Ольга мерила ей давление, следя за бегом стрелки и одновременно вникая в старушечьи приговаривания.

— Да и какая жизнь была? Чего здесь оставлять-то?.. Муж на фронте погиб, город Ершов. Один сынок в реке утоп. Другого качала, немец в избу вошел, ногой пхнул, — зашибся насмерть… За дочкой сюды в Казахстан приехала. Думала, она меня провожать будет, а не я ее… Вот и живешь, и думаешь… — и она задрожала ртом, заронила мелкие, быстрые слезы.

— А ты не думай, бабушка Васильевна. — Торгай достала кусок чистой марли, вытерла ей ловко глаза.

— Как не думать? Оно не отходит!.. Когда дочку-то опускали, зять дал заклятие. Не забуду, говорит, тебя, жена, и мать не забуду твою… Вот и живу у зятя. Когда молчу — хорошо. А чуть поперек скажу — вот и плохо…

— Так и надо, бабушка Васильевна, — развлекала ее Торгай, пока Ольга щупала неясный, ускользающий пульс старухи. — В старости молчать надо.

— Спасибо, принимаете меня… Вы тоже старыми будете…

Торгай записывала округло, красиво, будто каждой буквой повторяла черты своего лица. Объясняла Ольге:

— Зять у нее хороший. Не пьет… Внуки приходят. Учатся хорошо. Так, нет, бабушка Васильевна?

— Задают больно много. Некогда навещать-то, — облегченно, наговорившись, наплакавшись, отвечала та. — Спасибо вам…

Переходя из палаты в палату, Ольга думала: хоть и горе, и слезы и она еще к ним не привыкла, они ее трогают и волнуют, но здесь хорошо, здесь она на месте. Свободна, без обычного своего стеснения раскрывается в том, к чему призвана, что любит, умеет. И этот маленький мир сельской больницы раскрывается ей навстречу своими судьбами, ожиданием помощи.

«Это и есть полнота. Это можно понять. Мы же земские люди, врачи. Это можно понять очень просто…»

Вошли в палату, неумело, но хлестко размалеванную по стенам зверями и куклами.

Мальчик, очень бледный, но счастливый и любящий в своем выздоровлении, светился весь.

— Ну, молодой человек приятной наружности, — Ольга ощупывала железки на его хрупкой шее. — Опять жаловаться станешь, что в халате ходить заставляют?

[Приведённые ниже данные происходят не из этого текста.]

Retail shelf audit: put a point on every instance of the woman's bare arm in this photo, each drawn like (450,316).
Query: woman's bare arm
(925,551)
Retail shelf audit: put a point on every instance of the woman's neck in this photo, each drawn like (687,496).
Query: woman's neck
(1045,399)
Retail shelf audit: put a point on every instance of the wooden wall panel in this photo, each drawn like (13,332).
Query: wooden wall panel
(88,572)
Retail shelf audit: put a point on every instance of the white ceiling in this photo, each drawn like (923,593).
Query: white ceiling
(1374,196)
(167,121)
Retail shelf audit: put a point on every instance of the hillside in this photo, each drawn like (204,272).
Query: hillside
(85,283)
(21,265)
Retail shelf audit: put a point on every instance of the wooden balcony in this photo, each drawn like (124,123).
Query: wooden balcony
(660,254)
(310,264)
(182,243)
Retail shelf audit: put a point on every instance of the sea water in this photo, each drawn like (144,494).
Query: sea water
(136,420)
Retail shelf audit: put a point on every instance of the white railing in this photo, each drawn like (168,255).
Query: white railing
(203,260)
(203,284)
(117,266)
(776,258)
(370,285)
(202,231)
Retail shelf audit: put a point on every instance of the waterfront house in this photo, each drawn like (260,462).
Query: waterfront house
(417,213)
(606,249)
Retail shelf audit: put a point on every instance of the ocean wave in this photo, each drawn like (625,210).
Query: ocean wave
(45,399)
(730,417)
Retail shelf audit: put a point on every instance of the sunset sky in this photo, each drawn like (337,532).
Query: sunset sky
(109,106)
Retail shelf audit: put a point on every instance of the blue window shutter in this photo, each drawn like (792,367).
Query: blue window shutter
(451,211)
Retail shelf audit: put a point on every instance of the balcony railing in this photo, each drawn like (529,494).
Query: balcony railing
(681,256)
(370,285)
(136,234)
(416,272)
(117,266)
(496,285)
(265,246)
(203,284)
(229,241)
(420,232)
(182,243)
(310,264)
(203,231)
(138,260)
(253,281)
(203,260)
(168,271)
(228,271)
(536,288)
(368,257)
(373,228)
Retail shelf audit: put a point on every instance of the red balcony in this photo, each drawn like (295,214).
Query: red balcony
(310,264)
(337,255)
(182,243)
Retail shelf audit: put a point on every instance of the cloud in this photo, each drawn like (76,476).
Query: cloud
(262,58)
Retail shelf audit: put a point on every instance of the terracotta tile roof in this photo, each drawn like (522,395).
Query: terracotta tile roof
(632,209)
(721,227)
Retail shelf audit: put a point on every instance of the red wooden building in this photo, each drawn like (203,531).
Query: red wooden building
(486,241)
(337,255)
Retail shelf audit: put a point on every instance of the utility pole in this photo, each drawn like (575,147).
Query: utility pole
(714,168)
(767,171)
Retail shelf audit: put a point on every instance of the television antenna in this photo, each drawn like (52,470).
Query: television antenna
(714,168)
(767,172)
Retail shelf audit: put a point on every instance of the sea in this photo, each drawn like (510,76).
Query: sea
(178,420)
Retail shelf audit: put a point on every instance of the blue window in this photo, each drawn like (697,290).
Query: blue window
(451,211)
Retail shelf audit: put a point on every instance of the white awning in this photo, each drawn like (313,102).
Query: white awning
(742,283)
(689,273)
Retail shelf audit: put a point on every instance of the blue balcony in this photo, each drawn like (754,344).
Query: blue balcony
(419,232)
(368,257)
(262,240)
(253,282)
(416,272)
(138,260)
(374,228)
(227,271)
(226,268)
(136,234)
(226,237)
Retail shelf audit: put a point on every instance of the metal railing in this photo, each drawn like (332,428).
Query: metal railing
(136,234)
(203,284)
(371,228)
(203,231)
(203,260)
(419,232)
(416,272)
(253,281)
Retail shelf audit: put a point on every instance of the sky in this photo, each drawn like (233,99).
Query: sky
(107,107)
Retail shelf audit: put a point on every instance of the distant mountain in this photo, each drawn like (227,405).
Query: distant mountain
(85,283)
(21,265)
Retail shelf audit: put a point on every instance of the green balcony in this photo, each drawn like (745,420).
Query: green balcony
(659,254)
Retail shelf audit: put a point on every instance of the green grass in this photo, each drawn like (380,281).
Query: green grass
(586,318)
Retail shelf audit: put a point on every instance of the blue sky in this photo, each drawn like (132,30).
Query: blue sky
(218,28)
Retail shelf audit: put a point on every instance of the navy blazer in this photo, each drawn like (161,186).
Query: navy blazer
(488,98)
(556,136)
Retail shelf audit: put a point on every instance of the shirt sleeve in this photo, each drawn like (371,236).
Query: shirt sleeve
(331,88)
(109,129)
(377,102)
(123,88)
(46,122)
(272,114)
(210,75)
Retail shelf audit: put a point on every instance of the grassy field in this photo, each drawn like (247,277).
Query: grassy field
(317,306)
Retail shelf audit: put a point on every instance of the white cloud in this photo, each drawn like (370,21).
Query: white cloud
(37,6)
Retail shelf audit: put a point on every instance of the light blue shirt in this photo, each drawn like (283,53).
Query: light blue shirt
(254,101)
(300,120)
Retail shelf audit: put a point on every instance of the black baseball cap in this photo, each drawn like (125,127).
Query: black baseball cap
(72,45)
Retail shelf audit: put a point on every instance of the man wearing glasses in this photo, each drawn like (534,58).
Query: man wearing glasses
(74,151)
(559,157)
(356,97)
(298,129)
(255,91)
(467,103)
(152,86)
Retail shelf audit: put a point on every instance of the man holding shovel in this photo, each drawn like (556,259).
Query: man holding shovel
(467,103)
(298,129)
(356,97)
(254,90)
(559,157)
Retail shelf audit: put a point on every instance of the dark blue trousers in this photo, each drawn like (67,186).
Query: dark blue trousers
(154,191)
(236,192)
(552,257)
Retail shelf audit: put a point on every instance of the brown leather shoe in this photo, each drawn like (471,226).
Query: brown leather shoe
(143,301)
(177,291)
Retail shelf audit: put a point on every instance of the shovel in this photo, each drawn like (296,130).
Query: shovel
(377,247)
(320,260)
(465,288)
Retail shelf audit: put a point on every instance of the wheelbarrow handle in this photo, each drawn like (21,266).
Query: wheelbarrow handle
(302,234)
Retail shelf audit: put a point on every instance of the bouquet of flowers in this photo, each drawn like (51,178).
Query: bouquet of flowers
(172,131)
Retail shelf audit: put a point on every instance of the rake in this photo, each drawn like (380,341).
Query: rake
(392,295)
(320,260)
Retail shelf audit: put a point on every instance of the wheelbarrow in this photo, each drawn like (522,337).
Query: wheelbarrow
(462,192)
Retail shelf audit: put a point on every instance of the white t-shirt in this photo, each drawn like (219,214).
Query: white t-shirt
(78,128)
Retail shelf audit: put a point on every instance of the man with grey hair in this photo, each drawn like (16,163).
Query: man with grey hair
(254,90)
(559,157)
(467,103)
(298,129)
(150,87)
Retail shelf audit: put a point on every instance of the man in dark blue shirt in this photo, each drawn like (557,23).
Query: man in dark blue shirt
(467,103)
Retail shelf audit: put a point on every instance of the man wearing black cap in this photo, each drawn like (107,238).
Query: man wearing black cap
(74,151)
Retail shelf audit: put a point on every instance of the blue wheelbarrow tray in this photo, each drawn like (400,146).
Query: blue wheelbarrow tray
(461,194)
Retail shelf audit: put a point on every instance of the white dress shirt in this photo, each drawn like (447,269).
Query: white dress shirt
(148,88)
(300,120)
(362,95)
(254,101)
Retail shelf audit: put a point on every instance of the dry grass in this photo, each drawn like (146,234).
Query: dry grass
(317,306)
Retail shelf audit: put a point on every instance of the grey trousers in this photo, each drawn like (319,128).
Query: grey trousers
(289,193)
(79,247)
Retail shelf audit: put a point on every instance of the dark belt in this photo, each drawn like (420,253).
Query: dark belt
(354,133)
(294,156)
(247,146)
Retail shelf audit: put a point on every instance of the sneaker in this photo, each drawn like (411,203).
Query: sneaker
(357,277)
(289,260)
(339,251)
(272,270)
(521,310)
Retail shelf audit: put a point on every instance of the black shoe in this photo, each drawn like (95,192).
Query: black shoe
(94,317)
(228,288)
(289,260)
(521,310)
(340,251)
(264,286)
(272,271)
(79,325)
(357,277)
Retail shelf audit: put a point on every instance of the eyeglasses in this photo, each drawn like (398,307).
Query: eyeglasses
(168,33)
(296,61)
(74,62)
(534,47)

— Я жаловаться не хочу, — с бодрой готовностью откликнулся он. — Только девчонки в халатах ходят, а у меня брюки есть… Вы мне еще давление померяйте…

— Он брюки под матрас ложит, — говорила Торгай, перемигиваясь с мальчиком, — глаз вишневый, глаз серый, оба смеются, — чтоб стрелки на брюках. Солдатом будешь, да?

— Не, не солдатом. Врачом. Старика лечить надо, — и он кивнул на соседнюю койку, где сидел с ногами, по-восточному, бритоголовый старик казах, запахнув больничный халат, слепо моргая влажными, красными глазами.

— Как себя чувствуете? — спросила Ольга, бережно, боясь причинить боль, прощупывая его отечные ноги.

Старик молчал тяжело дыша. Вздрагивал острой двойной бородкой. Заговорил по-казахски.

— Что он? — вслушивалась Ольга в его жалобное приговаривание.